Any stress can bring on lymphedema, such as --
Infection—due to burns, insect bites, cuts or injury,
Temperature extremes (hot or cold),
Drop in air pressure (such as during flights),
Straining your arm due to carrying heavy shoulder bags or luggage, and overusing your arm during repetitive physical activity.
How can you reduce your risk?
Take care of your treated arm, Crochet emphasizes. This covers everything from avoiding needles in your "vulnerable" arm to not carrying a heavy purse over your shoulder. But, it also includes lesser-known behaviors – like, burning your arm when reaching into the oven, or experiencing hot temperatures from a sauna or whirlpool.
The key is proper skin care— since it's your protective layer—to prevent any opening, where bacteria can enter and cause infection through cuts, scrapes and burns. This means keeping your skin clean and moisturized daily.
Additional ways to keep lymphedema infection away include–
wearing gloves during housework and yard work,
not cutting your cuticles,
using insect repellent to prevent bites,
using an electric razor for shaving under your arms and wearing antiperspirants without aluminum.

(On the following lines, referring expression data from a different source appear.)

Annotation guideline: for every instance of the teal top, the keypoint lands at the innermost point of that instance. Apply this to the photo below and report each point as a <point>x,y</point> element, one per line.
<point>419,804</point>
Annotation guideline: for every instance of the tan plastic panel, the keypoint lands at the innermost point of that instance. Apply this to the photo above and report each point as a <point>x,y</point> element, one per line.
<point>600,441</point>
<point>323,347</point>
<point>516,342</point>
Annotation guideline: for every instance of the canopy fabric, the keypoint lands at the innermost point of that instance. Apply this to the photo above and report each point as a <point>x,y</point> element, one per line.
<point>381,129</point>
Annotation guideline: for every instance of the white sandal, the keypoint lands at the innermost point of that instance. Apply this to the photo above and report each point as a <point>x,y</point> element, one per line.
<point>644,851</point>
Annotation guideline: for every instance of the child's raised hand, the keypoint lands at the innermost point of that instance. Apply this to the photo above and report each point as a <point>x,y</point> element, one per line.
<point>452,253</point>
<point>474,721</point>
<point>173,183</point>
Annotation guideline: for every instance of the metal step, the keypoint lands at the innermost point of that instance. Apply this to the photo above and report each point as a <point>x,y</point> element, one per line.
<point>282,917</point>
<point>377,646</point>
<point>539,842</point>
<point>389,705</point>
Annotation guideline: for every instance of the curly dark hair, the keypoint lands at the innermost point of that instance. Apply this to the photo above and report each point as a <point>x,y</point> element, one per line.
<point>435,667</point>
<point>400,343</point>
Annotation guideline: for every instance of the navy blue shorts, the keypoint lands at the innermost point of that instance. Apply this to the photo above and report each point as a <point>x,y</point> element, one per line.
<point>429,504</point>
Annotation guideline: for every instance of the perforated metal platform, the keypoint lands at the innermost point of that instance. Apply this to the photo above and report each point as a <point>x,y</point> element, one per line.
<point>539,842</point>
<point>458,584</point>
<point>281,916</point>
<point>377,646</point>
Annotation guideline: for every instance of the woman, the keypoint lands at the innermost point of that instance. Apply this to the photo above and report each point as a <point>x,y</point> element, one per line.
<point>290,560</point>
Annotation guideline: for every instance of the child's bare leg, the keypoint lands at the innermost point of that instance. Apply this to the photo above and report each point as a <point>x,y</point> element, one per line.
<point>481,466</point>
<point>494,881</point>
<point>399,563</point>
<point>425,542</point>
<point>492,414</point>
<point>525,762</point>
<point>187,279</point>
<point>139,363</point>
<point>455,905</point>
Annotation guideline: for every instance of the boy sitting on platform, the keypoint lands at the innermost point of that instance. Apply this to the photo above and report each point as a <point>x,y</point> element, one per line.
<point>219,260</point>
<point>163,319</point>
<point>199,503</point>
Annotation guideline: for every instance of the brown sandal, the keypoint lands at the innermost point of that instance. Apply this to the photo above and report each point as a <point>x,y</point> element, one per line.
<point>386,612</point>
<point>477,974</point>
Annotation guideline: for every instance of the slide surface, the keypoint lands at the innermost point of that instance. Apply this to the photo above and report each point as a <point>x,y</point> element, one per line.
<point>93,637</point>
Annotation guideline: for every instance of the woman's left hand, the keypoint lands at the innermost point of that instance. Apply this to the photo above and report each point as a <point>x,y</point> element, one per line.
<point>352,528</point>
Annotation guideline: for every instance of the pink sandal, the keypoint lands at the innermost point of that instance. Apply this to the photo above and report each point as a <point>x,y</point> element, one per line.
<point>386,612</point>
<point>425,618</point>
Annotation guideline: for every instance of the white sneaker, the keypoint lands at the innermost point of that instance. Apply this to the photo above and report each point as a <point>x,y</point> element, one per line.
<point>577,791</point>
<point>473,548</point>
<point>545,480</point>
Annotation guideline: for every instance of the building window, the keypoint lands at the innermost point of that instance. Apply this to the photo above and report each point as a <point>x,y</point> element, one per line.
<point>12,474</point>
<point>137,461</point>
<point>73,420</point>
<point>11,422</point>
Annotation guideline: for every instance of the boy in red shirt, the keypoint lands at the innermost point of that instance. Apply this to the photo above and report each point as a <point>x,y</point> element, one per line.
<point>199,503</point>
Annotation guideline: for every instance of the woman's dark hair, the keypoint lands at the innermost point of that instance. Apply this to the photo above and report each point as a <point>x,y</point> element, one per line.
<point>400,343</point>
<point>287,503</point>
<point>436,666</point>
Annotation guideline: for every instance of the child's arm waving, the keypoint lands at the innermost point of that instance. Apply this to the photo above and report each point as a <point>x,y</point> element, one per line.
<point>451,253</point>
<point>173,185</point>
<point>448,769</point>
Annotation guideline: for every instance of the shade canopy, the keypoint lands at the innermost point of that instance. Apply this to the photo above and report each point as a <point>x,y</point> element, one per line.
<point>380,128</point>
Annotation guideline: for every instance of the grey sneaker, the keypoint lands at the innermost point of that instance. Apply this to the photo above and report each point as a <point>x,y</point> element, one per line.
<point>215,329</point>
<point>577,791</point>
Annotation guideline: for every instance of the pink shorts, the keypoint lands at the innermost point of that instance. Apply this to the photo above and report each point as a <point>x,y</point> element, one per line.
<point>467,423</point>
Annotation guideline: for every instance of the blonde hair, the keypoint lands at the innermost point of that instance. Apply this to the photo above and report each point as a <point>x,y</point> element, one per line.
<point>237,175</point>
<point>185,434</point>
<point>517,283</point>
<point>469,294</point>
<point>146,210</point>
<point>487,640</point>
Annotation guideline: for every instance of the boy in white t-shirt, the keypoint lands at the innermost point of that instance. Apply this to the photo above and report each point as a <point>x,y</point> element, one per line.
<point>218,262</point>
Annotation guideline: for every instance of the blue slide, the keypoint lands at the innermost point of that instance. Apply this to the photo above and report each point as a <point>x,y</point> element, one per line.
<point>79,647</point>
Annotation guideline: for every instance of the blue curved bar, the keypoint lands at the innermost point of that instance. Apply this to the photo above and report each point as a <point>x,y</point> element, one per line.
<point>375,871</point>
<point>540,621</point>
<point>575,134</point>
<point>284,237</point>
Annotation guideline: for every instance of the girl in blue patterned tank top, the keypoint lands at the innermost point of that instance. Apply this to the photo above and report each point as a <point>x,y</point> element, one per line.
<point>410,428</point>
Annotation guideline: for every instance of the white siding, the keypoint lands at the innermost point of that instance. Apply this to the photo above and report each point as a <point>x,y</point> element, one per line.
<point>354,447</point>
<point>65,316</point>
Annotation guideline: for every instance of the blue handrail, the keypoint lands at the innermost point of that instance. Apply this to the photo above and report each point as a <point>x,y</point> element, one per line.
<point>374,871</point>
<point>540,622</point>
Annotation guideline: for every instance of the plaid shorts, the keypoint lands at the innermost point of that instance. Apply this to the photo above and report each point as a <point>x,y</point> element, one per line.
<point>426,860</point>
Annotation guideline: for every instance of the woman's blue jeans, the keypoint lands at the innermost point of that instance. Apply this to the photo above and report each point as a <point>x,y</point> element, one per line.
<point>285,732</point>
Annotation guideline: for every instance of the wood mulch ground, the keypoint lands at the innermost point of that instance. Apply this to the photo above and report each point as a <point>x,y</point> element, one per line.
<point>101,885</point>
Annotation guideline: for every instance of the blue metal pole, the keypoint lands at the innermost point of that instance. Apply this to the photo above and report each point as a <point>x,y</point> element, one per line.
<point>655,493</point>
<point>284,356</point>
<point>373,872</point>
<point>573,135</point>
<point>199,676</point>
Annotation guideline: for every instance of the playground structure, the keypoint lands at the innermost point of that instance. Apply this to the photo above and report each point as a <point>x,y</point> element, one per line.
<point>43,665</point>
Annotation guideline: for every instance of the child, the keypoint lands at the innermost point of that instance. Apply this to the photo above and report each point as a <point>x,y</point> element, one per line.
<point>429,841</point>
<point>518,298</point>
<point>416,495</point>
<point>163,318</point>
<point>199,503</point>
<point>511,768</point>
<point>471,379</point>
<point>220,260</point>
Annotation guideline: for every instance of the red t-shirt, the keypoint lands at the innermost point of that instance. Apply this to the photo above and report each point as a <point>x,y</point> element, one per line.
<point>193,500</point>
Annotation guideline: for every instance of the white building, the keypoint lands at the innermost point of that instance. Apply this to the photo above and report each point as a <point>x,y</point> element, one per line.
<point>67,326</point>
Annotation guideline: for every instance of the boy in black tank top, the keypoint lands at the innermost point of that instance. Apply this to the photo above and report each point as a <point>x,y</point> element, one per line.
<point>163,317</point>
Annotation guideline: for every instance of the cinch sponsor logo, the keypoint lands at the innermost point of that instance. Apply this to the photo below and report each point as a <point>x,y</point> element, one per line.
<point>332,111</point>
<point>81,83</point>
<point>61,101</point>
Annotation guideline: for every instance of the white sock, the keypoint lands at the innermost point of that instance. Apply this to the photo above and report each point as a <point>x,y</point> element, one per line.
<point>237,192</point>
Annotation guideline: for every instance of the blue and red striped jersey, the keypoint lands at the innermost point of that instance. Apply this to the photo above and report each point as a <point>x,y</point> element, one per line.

Also, avoid stress on your "vulnerable" arm, which means taking frequent breaks when you're involved in intense, physical activity.
However, if the inevitable happens, and swelling occurs, seek treatment quickly with an occupational therapist (OT) or physical therapist (PT) who specializes in lymphedema.
How is it treated?
Treatment involves an evaluation, patient education and therapy.
"Patient compliance is critical for achieving optimal results with lymphedema treatment," says Crochet. " Patients must come in for treatment every day for two to four weeks--or longer--and treatment takes approximately one and a half hours. Then, patients must wear the compression bandages when not at the clinic.”
Treatment programs can take the form of complex lymphatic therapy (CLT), which is the Australian version, or complete decongestive therapy (CDT), which is the European protocol. Both programs consist of bandaging, exercise, manual lymphatic drainage (massage), skincare precautions, and instruction in a home program.
Once the swelling is reduced and you plateau, you’re ready for the maintenance phase. Managing your condition involves performing the exercises and self-massage at home, and wearing a compression sleeve.
"It’s recommended that you wear the compression sleeve all day, every day as part of your normal routine," says Crochet. "There are also nighttime garments, if lymphedema is harder to control. Women without lymphedema but who are at risk for developing it should also wear a compression sleeve when conducting any physical activity to prevent swelling, as well as during flights, since the drop in air pressure in the cabin can trigger swelling."
Also, note that the material the compression sleeves are made of are only guaranteed to be effective for six months and must be washed daily, so it’s suggested that patients buy two and alternate wearing them. (Note: Medicare and Medicaid don’t cover the cost of sleeves and only a limited number of private insurers do.)
Women suffering from lymphedema should also eat a healthy diet, manage their weight, and engage in regular cardio exercise, such as walking and swimming.
“Exercise causes your respiration rate to increase, so you breathe more deeply, and this stimulates your lymphatic system to move lymph fluid throughout your body,” Crochet explains.
With all the time and effort involved, treatment appears to be a daunting task. But, Crochet warns, over time, lymphedema that is not controlled through treatment can worsen—setting off more discomfort, disfigurement and pain—and become even more fibrotic, causing the tissue to feel harder. And, at least that is enough incentive for me to comply.